Worldwide, nations are recognizing the benefits of this approach. According to the Britain-based nonprofit World Alliance for Decentralized Energy, in 2004 decentralized sources generated 52 percent of the electricity in Denmark, 39 percent in the Netherlands, 37 percent in Finland, 31 percent in Russia, 18 percent in Germany, 16 percent in Japan, and 15 percent in China. Moreover, Amory Lovins, a world-renowned energy analyst and CEO of the nonprofit Rocky Mountain Institute, recently published data in Nuclear Engineering International (December 2005) demonstrating that new nuclear plants and central coal- or gas-fired power plants are all uncompetitive with various decentralized renewables, combined heat and power installations, and efficient end use of electricity.
Beyond this, one of the most ignored or misrepresented issues in the current debate over the nuclear deal is the huge potential of India’s alternative sources of electricity. According to a study by the international management consulting firm Frost and Sullivan, India’s untapped electrical generating capacity is 150 GWe from hydro (the equivalent of 150 large nuclear plants), 85 GWe from biomass, and 45 GWe from wind power. India is already the world’s fourth-largest producer of wind power, which currently produces 50 percent more electrical power than India’s nuclear reactors.
All of these facts lead to the conclusion that the nuclear deal with India is the wrong deal with the wrong energy source at the wrong time. India needs outside assistance in meeting its growing energy demand, but that assistance should be focused on those energy investments with the greatest potential for meeting demand with the least cost and environmental insult.
A more appropriate energy agreement would concentrate on developing India’s indigenous resources in the areas of hydro, wind, biomass and solar; assist in improving end-use efficiency; and aid planning for more distributed generation. Since India has no choice at this point but to rely on coal until the potential of these other sources are more fully realized, clean coal technologies and coal gasification are also appropriate and important areas for cooperation.
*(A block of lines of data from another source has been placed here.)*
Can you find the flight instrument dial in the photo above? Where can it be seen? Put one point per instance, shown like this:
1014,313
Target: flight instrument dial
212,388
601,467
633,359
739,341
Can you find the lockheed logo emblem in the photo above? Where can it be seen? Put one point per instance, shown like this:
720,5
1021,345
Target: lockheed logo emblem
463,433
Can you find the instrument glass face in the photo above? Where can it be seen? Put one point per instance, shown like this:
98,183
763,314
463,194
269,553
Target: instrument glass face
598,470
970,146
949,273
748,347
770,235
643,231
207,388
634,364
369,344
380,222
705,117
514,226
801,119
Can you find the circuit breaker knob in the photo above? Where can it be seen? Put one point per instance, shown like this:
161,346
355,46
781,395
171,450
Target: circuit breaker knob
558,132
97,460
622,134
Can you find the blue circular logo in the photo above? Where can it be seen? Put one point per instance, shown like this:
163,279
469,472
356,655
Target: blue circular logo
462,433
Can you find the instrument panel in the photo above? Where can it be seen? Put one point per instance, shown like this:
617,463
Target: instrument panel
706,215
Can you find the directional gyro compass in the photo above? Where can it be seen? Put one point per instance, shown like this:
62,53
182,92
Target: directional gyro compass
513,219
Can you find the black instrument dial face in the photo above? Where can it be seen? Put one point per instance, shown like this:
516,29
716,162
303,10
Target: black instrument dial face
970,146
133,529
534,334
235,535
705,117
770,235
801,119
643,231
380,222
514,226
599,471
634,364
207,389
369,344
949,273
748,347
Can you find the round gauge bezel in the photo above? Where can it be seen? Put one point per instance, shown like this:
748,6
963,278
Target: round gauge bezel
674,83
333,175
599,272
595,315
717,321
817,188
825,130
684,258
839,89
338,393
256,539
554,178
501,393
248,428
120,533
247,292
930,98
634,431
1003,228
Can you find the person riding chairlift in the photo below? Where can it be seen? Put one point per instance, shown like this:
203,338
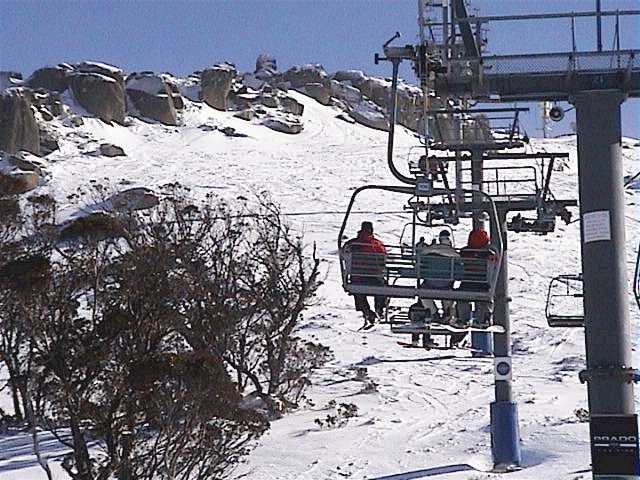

New natural gas supplies, domestic or imported, can play an important role as well. Natural gas is the most benign fossil fuel in terms of the production of greenhouse gases, and its use in place of coal is beneficial to the environment.
With so many better alternatives than the expansion of nuclear on the table, it is a pity that the White House chose to fashion a deal that caves to the powerful nuclear lobby in India and increases proliferation risks but does nothing for the Indian energy consumer or the world’s need to conserve oil.